Looming challenges of 2017: focus on ace of ‘Trump’

Washington and New Delhi are virtually on the same page in backing the government in Afghanistan to deal with Pakistan-backed Taliban terrorism.
US President-elect Donald Trump. (Photo | AP)
US President-elect Donald Trump. (Photo | AP)

For over four decades now, India has looked on helplessly as all its efforts to promote peace, economic cooperation and regional economic integration in South Asia through SAARC, were thwarted by Pakistan. South Asia remained the least economically integrated region in our immediate neighbourhood, thanks to Pakistani obstructionism. Backed strongly by Afghanistan and Bangladesh, India decided earlier this year to boycott the SAARC Summit, scheduled to be held in Islamabad. This occurred after the Uri terrorist attack. It reinforced moves by India to build communications and energy links sub-regionally with Nepal, Bangladesh and Bhutan.

All our eastern neighbours (including Myanmar and Thailand) across the Bay of Bengal, who are members of Bay of Bengal Initiative for Multi-Sectoral Technical and Economic Cooperation (BIMSTEC), were invited for the prestigious BRICS Summit in Goa, signalling to the world that India regarded BIMSTEC, where Pakistan is not a member, and not SAARC, as the prime institution for regional cooperation, in our neighbourhood. The surgical strike across the Line of Control has, meanwhile, created uncertainties in Pakistan, about how we will react in future, to cross-border terrorism. Continuing Indian inaction on cross-border terrorism can no longer be taken for granted by Pakistan, or by the international community.

These moves this year have accompanied steps for closer ties with Japan and ASEAN countries to our east and Afghanistan, Iran, the Gulf Arab States and Israel to our west. While differences with China over its growing military profile in Pakistan and the Indian Ocean Region have continued, both India and China ensured that tensions across the Sino-Indian border don’t rise. In 2017, the primary focus of attention—not only in India but across the world—is going to be on the policies of the new US Administration, headed by the mercurial Mr Donald Trump. His strident anti-Muslim rhetoric has the over 1.6-billion Muslims worldwide concerned and bewildered.

There are also uncertainties on American policies across Asia. US allies like Japan and South Korea have been left astonished by Trump’s assertions that the US would not bear the costs of having to defend them. Moreover, he appears to have totally confused the Chinese by threatening to impose restrictions on China’s exports and on Chinese companies investing in the US.

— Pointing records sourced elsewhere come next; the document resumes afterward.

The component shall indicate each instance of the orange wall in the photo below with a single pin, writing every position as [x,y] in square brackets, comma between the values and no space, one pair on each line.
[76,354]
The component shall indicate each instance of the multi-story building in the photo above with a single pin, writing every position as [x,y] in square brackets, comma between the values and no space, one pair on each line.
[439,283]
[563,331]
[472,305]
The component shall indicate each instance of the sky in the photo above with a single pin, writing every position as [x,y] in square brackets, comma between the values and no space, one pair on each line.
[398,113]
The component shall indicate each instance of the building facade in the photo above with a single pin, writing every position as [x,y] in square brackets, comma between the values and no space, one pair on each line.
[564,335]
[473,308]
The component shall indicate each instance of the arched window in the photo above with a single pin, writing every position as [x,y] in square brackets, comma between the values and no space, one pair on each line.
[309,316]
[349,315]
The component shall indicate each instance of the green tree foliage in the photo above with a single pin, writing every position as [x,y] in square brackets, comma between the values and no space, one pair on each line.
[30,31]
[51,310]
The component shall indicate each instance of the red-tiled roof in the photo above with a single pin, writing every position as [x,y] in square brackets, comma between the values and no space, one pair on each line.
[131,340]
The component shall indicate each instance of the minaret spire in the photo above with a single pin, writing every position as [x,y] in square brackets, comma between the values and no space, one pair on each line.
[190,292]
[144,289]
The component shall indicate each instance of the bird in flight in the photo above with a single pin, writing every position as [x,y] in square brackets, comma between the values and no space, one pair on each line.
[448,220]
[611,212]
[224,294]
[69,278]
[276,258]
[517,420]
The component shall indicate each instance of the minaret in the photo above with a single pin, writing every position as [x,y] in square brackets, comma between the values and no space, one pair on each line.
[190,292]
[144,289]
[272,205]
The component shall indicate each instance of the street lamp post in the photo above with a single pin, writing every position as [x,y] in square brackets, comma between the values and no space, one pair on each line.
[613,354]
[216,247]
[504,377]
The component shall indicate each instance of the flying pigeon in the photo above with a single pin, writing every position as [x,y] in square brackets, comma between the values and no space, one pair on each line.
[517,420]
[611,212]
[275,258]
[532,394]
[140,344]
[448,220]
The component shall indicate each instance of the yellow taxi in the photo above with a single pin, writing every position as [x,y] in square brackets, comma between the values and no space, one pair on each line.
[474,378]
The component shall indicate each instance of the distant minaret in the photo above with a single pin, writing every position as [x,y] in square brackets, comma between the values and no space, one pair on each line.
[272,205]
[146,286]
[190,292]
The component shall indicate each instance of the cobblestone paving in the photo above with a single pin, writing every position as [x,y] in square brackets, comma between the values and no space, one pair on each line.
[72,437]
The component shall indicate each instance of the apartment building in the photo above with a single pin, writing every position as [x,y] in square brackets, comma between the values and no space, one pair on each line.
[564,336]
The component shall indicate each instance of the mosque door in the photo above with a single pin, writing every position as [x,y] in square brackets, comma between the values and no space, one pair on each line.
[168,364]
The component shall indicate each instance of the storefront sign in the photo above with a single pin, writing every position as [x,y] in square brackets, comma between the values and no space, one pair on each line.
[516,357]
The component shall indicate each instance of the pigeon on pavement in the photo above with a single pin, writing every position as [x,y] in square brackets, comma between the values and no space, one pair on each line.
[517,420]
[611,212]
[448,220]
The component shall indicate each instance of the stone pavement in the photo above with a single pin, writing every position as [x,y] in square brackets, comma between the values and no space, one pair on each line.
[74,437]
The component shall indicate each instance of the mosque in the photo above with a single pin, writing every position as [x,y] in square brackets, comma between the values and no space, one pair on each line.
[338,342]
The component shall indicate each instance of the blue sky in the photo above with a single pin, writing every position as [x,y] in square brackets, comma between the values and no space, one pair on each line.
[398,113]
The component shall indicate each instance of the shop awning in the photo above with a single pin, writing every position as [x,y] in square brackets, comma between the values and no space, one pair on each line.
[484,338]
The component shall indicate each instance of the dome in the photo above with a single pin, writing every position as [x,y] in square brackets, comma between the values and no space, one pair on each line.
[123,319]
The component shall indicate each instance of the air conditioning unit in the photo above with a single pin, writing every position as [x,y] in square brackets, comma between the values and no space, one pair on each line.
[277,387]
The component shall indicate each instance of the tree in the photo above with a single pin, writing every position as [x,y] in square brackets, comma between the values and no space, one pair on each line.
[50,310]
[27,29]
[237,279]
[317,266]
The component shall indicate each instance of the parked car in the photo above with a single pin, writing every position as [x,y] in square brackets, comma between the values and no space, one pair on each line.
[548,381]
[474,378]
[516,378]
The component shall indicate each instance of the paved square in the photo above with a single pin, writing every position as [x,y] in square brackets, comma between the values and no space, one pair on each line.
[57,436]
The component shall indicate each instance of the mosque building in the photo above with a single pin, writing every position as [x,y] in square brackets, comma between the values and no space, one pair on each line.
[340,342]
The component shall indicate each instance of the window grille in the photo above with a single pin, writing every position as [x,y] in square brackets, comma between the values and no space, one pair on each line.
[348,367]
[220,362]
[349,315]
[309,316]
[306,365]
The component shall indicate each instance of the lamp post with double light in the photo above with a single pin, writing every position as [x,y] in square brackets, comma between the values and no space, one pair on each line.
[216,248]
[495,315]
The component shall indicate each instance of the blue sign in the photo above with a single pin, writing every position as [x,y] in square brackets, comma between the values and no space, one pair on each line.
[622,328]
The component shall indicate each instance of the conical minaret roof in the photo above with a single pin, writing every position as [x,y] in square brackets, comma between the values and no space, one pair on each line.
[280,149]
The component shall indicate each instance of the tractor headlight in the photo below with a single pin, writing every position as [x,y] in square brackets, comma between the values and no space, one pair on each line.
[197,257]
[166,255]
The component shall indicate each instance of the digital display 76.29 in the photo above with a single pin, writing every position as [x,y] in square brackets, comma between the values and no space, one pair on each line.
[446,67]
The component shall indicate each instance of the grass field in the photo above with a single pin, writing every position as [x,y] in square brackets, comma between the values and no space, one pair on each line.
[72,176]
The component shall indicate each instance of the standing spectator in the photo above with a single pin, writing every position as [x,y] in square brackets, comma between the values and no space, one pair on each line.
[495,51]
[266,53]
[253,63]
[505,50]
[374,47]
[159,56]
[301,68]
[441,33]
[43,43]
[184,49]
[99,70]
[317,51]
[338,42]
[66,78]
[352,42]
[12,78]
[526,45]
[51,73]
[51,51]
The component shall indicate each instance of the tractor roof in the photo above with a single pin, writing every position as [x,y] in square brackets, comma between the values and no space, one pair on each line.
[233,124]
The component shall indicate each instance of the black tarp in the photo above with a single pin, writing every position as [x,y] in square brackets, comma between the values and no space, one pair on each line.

He has been seen as having reached out to the President of Taiwan (which runs contrary to US policies since 1979), while lashing out at China’s policies in the South China Sea. At the same time he has, with great fanfare, appointed one of his Republican Party colleagues, known to be friendly to China and personally known to President Xi Jinping, as his Envoy to China. The US, being a global power, fashions its ties with India, on the basis of its worldview. The US has, from the days of the Bush Administration, built a growing strategic partnership with India, because India provides a viable balance of power to a growingly assertive, powerful and militaristic China. It is on this basis that the US has expanded military ties with India, supported our Permanent Membership of the UN Security Council and shown increasing support for our efforts to deal with terrorism.

Washington and New Delhi are virtually on the same page in backing the government in Afghanistan to deal with Pakistan-backed Taliban terrorism. While Mr Trump has spoken to Afghan President Ashraf Ghani, his comments while talking to Mr Nawaz Sharif have left Indians, Pakistanis and Americans alike, dumbfounded. Moreover, his aides designated for high office in the Pentagon and White House hold differing views on crucial issues like relations with Russia. Deciphering what Mr Donald Trump intends to do will, in itself, be a complex exercise in 2017!